But nope. Here’s RFC 8398. It adds a new Subject Alternative Name type that’s a UTF-8 email address, SmtpUTF8Mailbox.¹ But what if the issuer (i.e. the intermediate root) has a Name Constraint that says it can only issue for a certain domain? That Name Constraint will be encoded as Punycode… how does it apply to a SmtpUTF8Mailbox in a leaf? Well, you decode the Punycode before doing the comparison, of course. The sections on matching and Name Constraints are longer than the whole alternative draft, and there’s a whole other RFC of amendments to path verification.²

What’s really short instead is the Security Considerations section with no mention of the fact that this adds a whole new parser to the critical path of certificate verification, so I’m not sure the risk and cost of software complexity was taken into account, making this as much an IETF specification failure as a C language failure.
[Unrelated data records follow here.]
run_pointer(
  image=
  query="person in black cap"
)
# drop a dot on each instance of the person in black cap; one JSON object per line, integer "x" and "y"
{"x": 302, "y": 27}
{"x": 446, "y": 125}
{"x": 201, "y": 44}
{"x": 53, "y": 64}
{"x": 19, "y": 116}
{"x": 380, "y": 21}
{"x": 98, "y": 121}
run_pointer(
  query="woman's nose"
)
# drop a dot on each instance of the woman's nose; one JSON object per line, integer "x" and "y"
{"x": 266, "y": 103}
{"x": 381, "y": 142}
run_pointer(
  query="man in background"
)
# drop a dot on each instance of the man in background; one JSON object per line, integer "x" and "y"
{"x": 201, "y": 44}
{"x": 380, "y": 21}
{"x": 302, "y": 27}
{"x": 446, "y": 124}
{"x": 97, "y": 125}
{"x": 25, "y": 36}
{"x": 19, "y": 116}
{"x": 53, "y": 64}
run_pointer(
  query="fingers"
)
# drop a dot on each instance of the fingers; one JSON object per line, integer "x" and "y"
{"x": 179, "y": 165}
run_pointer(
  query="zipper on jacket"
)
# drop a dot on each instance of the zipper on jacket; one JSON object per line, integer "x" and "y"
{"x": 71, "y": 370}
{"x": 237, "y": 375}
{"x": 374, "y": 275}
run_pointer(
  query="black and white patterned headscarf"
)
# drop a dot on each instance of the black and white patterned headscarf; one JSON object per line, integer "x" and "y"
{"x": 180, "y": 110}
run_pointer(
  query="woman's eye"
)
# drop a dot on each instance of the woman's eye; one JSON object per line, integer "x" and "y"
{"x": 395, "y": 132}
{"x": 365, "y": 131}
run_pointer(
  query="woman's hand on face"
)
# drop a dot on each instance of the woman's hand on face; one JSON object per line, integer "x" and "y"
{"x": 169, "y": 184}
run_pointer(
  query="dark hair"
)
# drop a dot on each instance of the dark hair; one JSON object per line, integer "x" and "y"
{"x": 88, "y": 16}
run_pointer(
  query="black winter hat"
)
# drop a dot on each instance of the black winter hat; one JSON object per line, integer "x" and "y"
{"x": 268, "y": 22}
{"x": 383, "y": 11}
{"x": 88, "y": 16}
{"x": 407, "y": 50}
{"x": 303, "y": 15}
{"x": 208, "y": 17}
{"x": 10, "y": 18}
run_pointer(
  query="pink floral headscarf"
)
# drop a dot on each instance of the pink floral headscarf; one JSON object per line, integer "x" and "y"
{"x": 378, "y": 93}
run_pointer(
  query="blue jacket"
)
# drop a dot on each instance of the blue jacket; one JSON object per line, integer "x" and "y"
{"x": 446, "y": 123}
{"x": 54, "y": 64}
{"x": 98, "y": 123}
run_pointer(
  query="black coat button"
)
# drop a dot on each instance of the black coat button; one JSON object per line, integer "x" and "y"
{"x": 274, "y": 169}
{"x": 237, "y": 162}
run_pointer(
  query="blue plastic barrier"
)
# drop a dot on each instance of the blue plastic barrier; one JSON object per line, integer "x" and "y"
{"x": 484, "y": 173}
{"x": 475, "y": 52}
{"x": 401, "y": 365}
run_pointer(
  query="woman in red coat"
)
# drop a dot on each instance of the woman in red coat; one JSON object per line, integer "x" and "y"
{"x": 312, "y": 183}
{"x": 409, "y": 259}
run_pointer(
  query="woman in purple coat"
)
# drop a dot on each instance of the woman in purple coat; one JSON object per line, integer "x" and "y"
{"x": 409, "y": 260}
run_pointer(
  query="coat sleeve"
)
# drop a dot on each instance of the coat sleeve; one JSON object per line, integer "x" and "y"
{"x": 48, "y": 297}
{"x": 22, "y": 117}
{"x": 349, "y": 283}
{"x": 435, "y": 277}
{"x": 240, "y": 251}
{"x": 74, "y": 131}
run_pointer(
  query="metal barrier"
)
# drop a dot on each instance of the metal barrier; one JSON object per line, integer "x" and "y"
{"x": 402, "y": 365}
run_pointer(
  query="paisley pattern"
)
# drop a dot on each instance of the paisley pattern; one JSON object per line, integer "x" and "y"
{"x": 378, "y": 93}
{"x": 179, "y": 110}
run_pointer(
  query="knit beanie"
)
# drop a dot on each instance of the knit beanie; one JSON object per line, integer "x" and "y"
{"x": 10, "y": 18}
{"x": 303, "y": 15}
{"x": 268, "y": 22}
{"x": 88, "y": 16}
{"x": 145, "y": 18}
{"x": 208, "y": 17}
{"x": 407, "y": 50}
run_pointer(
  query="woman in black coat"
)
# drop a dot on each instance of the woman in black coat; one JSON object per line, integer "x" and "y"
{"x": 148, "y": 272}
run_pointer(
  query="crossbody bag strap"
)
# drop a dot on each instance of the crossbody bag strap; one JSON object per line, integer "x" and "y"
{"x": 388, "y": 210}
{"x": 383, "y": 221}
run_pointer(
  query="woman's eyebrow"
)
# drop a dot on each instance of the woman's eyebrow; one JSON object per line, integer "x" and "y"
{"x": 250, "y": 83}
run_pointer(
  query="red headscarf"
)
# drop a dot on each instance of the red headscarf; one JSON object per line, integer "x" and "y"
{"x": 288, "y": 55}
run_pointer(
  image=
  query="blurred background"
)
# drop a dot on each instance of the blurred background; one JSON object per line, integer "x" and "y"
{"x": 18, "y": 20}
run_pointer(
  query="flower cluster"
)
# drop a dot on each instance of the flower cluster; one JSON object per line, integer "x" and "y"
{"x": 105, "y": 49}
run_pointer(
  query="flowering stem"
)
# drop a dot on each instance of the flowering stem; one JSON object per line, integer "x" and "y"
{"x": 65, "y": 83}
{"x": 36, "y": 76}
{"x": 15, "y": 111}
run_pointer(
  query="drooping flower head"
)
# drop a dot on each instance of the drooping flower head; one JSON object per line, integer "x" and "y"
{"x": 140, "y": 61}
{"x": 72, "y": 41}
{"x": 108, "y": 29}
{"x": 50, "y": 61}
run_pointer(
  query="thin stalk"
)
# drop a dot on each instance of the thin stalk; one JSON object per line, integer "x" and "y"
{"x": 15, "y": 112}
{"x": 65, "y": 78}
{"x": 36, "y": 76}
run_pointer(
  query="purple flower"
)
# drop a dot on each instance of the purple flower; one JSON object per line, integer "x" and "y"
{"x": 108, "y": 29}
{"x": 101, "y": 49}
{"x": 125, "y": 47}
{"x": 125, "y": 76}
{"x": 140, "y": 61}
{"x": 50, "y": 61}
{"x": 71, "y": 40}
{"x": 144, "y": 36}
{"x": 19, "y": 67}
In conclusion, this is why we resist adding even trivial features to crypto/x509, Go’s implementation of a X.509 parser and verifier. I seem to remember a feature request for exposing otherName fields of certificates, which includes SmtpUTF8Mailbox. It felt pretty innocuous: just another field we could add to the struct, five lines of code maybe. However, the moment we expose it we need to apply Name Constraints to it! Not doing so would be a security vulnerability. Without knowing it, we could have opted into all this complexity and ended up importing a Punycode parser in crypto/x509. Still, it would not have been written in C, I guess.

The picture

Florence is always pretty.

It’s even more complex, actually: if there’s Unicode in the local part, you use SmtpUTF8Mailbox, if there’s Unicode only in the domain you’re still expected to use punycode. You could end up with most certificates in the organization using punycode and only a few using SmtpUTF8Mailbox, which would surely work out great. RFC 8399, Section 2.5 summarizes the new logic X.509 verifiers need to apply. ↩
There are some good choices in there, like deprecating NCs on the local parts of email addresses that no one was using, instead of defining UTF-8 constraints. But that also opened the door to keeping encoding issues entirely out of Name Constraints while still supporting international domains through Punycode, so it really feels like a missed opportunity. Punycode was supposed to be the abstraction layer, to keep encoding out of the rest of the stack. ↩